Il miglior condimento
Il “re” incontrastato rimane ovviamente l’olio extravergine di oliva, la prima scelta per chi desidera seguire una dieta di tipo mediterraneo. Catapano, però, sottolinea anche la qualità di aceto e senape, spesso un po’ dimenticati, e ricorda anche i possibili effetti negativi di cocco e oli tropicali. E aggiunge che «la soia, che spesso i cittadini introducono nelle diete, non serve a niente».
Maggior aderenza alla terapia
«Dall’altro lato – continua il professore – se la dieta non basta ed è necessario ricorrere ai farmaci, serve una maggiore aderenza alla terapia. È stato dimostrato infatti – continua Catapano – che dopo 6 mesi dall’inizio della cura solo il 75% dei pazienti con sindrome coronarica acuta la segue regolarmente e il 70% degli infartuati, addirittura poco più del 50% fra quelli in prevenzione primaria. Dopo un anno le percentuali si abbassano ancora: rispettivamente al 50% nel primo caso, poco più del 40% nel secondo e meno del 30% nella prevenzione primaria. E dopo 2 anni i numeri si riducono ulteriormente: a 40%, poco oltre il 30% e al 20%».

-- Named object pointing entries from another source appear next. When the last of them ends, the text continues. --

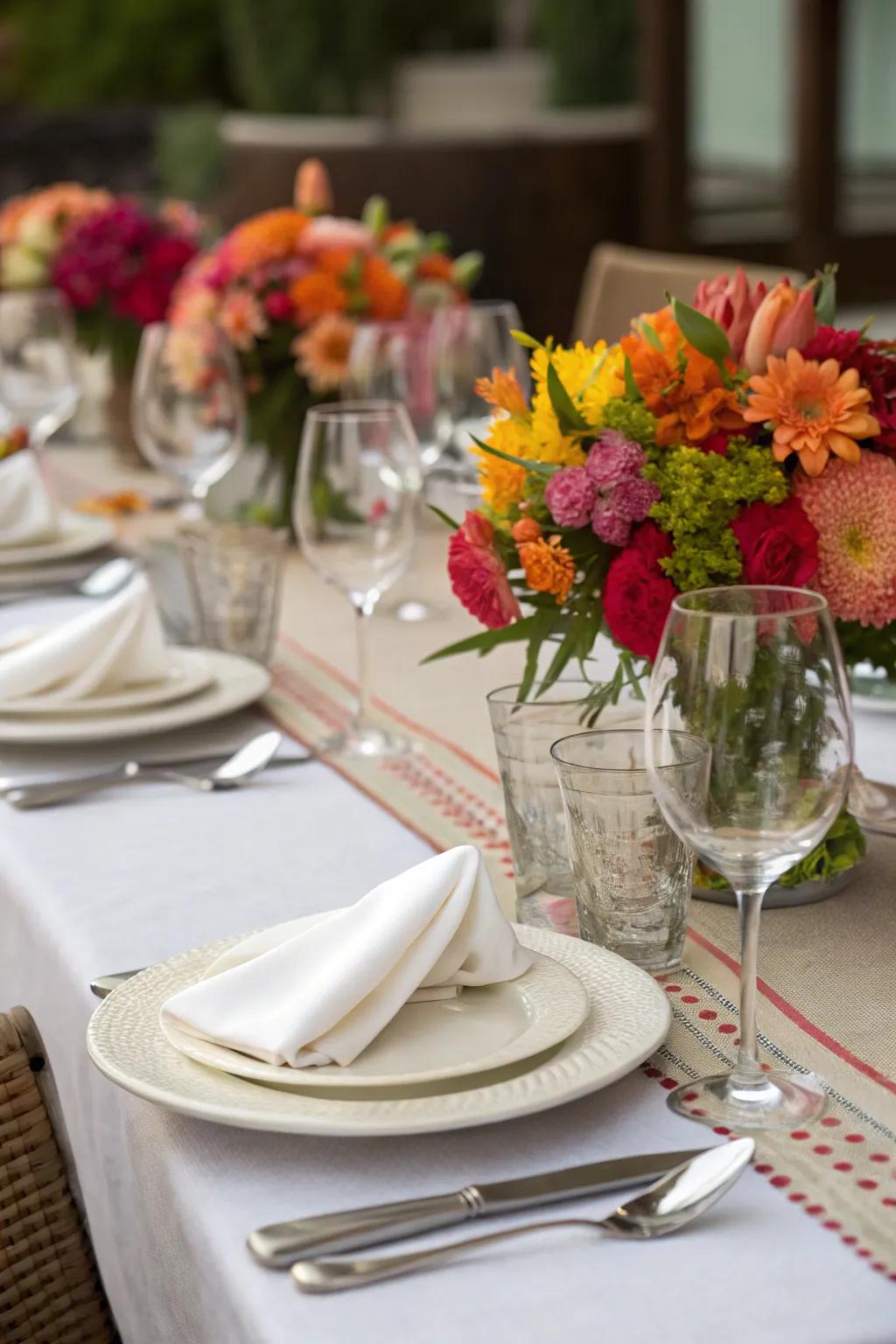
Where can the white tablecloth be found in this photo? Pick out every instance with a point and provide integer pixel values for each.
(135, 877)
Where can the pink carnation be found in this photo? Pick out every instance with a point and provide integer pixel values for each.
(571, 496)
(612, 458)
(479, 578)
(853, 509)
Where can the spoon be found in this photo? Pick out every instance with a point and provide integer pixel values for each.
(253, 757)
(670, 1203)
(105, 581)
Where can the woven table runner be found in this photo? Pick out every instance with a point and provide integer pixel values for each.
(843, 1171)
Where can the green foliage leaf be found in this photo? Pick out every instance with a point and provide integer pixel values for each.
(702, 332)
(570, 418)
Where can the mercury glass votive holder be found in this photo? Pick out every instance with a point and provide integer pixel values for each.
(234, 576)
(632, 872)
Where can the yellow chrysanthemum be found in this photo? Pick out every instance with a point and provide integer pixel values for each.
(502, 483)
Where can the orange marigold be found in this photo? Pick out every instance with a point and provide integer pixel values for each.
(690, 402)
(526, 529)
(386, 290)
(502, 391)
(269, 237)
(549, 567)
(318, 295)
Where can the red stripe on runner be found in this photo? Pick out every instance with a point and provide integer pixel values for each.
(797, 1018)
(396, 714)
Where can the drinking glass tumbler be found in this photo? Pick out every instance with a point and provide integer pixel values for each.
(630, 870)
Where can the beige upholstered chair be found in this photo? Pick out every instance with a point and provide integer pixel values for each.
(621, 283)
(50, 1291)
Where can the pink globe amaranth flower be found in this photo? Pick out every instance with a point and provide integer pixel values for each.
(571, 496)
(853, 507)
(479, 578)
(731, 304)
(612, 458)
(328, 233)
(785, 318)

Per il farmacologo milanese «si tratta di percentuali molto basse, influenzate anche da alcuni fattori predisponenti. Come l’età elevata, il profilo socio-culturale medio-basso, la depressione, la prescrizione di dieci o più farmaci e l’assenza di eventi acuti nell’ultimo anno. Tanto che nelle nuove linee guida – conclude l’esperto – abbiamo inserito in quest’ambito suggerimenti su come aumentare l’aderenza anche ricorrendo a promemoria e terapie combinate».